주제: 30대와 40대 이탈 고객의 특징 비교분석
진행 일시: 2024.01.15 ~ 2024.01.17

# 사용된 라이브러리

Numpy
Pandas
Matplotlib
Seaborn
scipy

import numpy as np
import pandas as pd
import matplotlib.pyplot as plt
import seaborn as sns
import scipy as sp

# 데이터 설명

Bank Customer Churn Prediction dataset을 기반으로 한 딥러닝을 통해 생성된 데이터
- https://www.kaggle.com/competitions/playground-series-s4e1/data
Bank Customer Churn Prediction dataset
- https://www.kaggle.com/datasets/shantanudhakadd/bank-customer-churn-prediction

Bank Customer Churn Prediction

Bank Customer Dataset for Churn prediction

www.kaggle.com

# 데이터 준비

train_data = pd.read_csv('/kaggle/input/playground-series-s4e1/train.csv')
test_data = pd.read_csv('/kaggle/input/playground-series-s4e1/test.csv')
sample_submission = pd.read_csv('/kaggle/input/playground-series-s4e1/sample_submission.csv')

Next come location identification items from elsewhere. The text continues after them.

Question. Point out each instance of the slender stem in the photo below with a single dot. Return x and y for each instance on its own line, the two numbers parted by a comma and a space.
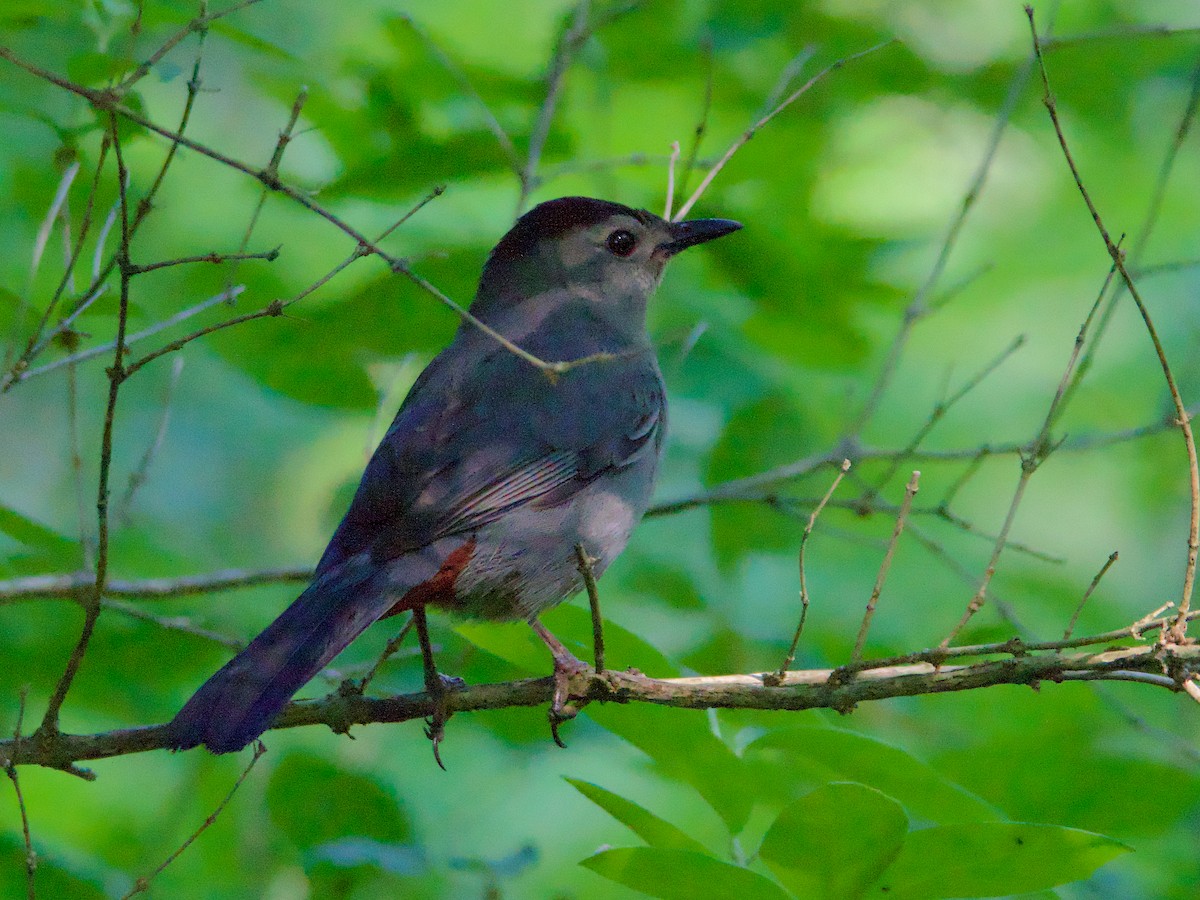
1179, 629
49, 725
10, 769
1091, 588
910, 491
790, 657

origional_data = pd.read_csv('/kaggle/input/bank-customer-churn-prediction/Churn_Modelling.csv')

# 변수 설명

Customer ID: 각 고객의 고유 번호
Surname: 고객의 성
Credit Score: 고객의 신용 점수
Geography: 고객의 거주 국가
Gender: 고객의 성별
Age: 고객의 나이
Tenure: 고객이 은행 서비스를 사용한 연수
Balance: 고객의 계좌 잔액
NumOfProducts: 고객이 이용하는 은행 상품 수
HasCrCard: 고객의 신용카드 보유 여부
IsActiveMember: 고객의 활성화 여부
EstimatedSalary: 고객의 예상 급여
Exited: 고객의 이탈 여부

# 프로젝트 배경

데이터 탐색 중 다변량 분석에서 나이와 고객 이탈의 연관성 확인: 특정 나이대에서 이탈 고객이 많은 것으로 나타났다.

# Load data
df3 = train_data[['CreditScore', 'Age', 'Balance', 'EstimatedSalary', 'Exited']].copy()

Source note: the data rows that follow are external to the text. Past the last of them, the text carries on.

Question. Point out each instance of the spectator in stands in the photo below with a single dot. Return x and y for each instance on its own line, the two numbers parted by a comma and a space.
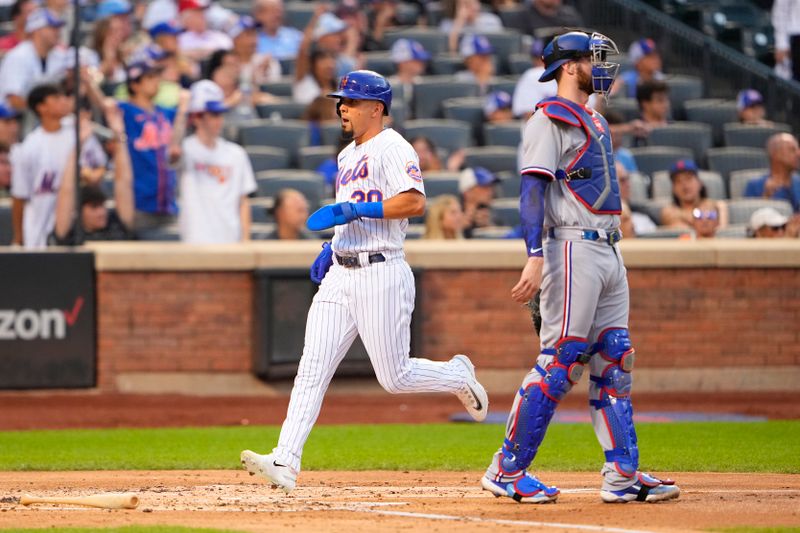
275, 39
411, 60
786, 21
497, 108
750, 106
445, 219
290, 213
632, 221
768, 223
9, 125
32, 60
547, 14
93, 221
464, 17
257, 69
153, 147
216, 175
38, 164
429, 159
478, 53
783, 181
320, 78
198, 41
5, 170
688, 194
705, 219
19, 14
653, 99
647, 65
476, 186
529, 91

# Mapping dictionary for label changes
exit_label_mapping = {0: 'Not Exited', 1: 'Exited'}

# Change the values in the 'Exited' column using the mapping dictionary
df3['Exited'] = df3['Exited'].map(exit_label_mapping)

# Create a pairplot
sns.pairplot(df3, hue="Exited", corner=True)

# Show the plot
plt.show()

# Grouping by age ranges

# Define the bins and corresponding labels for age groups
bins = [9, 19, 29, 39, 49, 59, 69, 79, 89, 99]
age_labels = ['10s', '20s', '30s', '40s', '50s', '60s', '70s', '80s', '90s']

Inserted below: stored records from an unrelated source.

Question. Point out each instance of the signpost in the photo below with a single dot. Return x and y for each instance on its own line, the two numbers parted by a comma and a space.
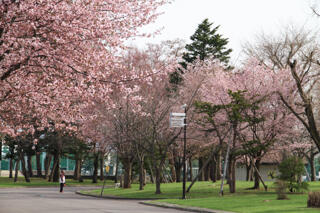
105, 178
180, 120
177, 119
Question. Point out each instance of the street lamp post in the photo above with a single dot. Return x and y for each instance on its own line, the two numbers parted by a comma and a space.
184, 153
178, 120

# Create a new column 'Ages' in the 'train_data' DataFrame based on the specified bins and labels
train_data['Ages'] = pd.cut(train_data['Age'], bins, labels=age_labels)

# Create new datasets for each age group
group_10s = train_data.loc[train_data['Ages'] == '10s', :]
group_20s = train_data.loc[train_data['Ages'] == '20s', :]
group_30s = train_data.loc[train_data['Ages'] == '30s', :]
group_40s = train_data.loc[train_data['Ages'] == '40s', :]
group_50s = train_data.loc[train_data['Ages'] == '50s', :]
group_60s = train_data.loc[train_data['Ages'] == '60s', :]
group_70s = train_data.loc[train_data['Ages'] == '70s', :]
group_80s = train_data.loc[train_data['Ages'] == '80s', :]
group_90s = train_data.loc[train_data['Ages'] == '90s', :]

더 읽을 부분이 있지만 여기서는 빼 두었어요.